Symlink Races
Last term in my Introduction to Computer Systems class we covered synchronization with locks, monitors, condition variables and semaphores. After one lecture on race conditions I asked my professor if it were possible (or common) to exploit race conditions as an attacker. The working example in class was an asynchronous stack and the dangers of multiple threads pushing and popping, a potential consequence of which is dangling pointers. I had wondered if this could be worked into something malicious.
No, I don't think that would be very doable. At least, after some mild discussion with my professor we couldn't think of anything. That's partly because race conditions are highly unpredictable by nature, so it would be hard enough to use a race condition for an exploit period but even harder on some data structure that is constantly changing.
After a little searching I stumbled across an assignment PDF from some university dealing with race conditions and security: using a symlink race to gain escalated write permission.
Generally speaking, suppose we know a program has privileged permissions and adds a users input to a file. If the output file doesn't exist and/or the user can edit this file, they can create a symbolic link to some other file. For example, if the program creates a file temp_log.txt that stores the user's input before writing it (perhaps doing some intermediate processing) we have a condidate for a symlink exploit. If we can time our creation of the symlink to be just after the program opens the write stream we can (theoretically) have the program write to whatever file we linked it to.
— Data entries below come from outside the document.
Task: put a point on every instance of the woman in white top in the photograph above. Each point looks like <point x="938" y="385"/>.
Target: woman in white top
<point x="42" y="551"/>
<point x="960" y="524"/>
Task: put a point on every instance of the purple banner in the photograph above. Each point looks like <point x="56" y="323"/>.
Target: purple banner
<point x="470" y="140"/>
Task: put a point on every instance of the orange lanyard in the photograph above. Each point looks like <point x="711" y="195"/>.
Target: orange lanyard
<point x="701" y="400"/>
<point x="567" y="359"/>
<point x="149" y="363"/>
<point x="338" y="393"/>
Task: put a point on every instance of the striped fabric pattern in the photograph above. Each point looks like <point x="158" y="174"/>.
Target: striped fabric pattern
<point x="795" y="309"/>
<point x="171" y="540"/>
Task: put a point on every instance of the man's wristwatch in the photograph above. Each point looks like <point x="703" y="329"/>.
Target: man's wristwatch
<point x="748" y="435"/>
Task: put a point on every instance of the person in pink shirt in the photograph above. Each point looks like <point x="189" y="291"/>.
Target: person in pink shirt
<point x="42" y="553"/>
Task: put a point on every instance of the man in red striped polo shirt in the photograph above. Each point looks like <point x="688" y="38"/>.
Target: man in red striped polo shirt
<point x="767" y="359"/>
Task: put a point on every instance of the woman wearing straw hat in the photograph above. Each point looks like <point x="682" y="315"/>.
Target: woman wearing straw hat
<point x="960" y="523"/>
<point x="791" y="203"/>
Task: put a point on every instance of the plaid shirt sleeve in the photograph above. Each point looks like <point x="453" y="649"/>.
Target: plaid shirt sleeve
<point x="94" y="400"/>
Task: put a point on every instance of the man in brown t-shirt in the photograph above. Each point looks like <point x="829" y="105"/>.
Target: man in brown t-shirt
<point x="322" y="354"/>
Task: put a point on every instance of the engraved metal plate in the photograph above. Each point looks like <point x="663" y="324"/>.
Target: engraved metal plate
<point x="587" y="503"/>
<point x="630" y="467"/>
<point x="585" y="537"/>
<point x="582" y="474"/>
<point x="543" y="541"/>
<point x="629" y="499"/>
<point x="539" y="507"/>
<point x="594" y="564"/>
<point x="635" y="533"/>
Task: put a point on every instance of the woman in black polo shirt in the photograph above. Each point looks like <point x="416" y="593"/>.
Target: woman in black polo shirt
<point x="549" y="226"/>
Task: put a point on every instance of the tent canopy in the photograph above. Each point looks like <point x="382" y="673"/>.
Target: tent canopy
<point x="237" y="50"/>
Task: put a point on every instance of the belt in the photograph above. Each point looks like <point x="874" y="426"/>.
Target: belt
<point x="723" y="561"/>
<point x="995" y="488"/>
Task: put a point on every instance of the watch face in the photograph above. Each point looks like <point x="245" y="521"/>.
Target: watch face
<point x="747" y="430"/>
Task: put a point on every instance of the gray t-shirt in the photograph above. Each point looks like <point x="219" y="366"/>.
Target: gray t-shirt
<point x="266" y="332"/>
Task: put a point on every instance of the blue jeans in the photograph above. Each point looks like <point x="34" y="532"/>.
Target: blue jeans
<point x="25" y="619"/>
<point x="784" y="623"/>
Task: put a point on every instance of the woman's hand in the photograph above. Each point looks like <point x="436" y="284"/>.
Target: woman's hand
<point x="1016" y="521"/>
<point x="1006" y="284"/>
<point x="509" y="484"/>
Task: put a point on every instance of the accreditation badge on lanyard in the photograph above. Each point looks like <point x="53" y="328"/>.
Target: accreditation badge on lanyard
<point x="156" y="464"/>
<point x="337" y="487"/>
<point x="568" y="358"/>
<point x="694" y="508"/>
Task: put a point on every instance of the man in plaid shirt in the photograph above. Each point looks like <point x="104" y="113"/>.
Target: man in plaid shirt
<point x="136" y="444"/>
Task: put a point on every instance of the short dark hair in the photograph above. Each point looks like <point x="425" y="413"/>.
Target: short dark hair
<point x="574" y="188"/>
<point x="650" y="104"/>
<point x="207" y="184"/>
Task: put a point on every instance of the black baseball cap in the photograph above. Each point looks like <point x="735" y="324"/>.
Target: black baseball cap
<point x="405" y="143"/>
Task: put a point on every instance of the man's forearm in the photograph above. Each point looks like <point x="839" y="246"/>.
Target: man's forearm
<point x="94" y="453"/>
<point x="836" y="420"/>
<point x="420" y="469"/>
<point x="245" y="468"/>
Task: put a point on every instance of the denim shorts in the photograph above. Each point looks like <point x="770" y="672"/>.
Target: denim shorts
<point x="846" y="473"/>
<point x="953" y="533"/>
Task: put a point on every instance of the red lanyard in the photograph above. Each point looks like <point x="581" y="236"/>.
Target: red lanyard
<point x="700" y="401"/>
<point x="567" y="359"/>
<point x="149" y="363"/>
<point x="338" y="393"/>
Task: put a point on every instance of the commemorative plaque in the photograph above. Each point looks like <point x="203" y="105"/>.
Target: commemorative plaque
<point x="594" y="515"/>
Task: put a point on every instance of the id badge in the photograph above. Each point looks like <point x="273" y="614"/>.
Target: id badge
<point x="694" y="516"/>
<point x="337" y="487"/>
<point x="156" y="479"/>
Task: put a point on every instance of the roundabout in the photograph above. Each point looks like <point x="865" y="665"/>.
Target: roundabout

Now suppose we know the program writes in append mode. It would be really interesting if we created a symlink from temp_log.txt to /etc/shadow and entered something juicy:
wupool:Ep6mckrOLChF.:10063:0:99999:7:::
The race aspect has to do with our timing of the symlink creation. If we're too early the program probably exits with an error because we shouldn't be accessing such a privileged file, and if we're too late then there's no link created. I haven't implemented anything so I don't know how hard this would be to do, or even how realistic it is, but I thought it's a really cool little trick. Even cooler is that it came about because of something I learned in class.